Evaluating the quality of predictive uncertainties is challenging as "ground truth" uncertainty is usually not available. Yet, model's confidence about its estimation is often of interest for researchers. If the model can tell "what it knows" or what is "out of distribution", such infomation gives insights about when the researchers should take the point estimates as their face values.
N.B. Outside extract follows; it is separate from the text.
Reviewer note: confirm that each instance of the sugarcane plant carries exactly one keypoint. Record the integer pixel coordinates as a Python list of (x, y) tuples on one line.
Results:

Dropout as a Bayesian Approximation: Representing Model Uncertainty in Deep Learning recently proposed using Monte Carlo dropout to estimate predictive uncertainty by using Dropout at test time. Most of the recent work on uncertainty in deep learning is in this line. I study MC dropout method for evaluating model's confidence in Measure the uncertainty in deep learning models using dropout. I found that this MC dropout method requires the model to restrict the choice of network structures even for modeling simple data; activation functions seem to have to be relu and we seem to need to have quite a few dropout layers.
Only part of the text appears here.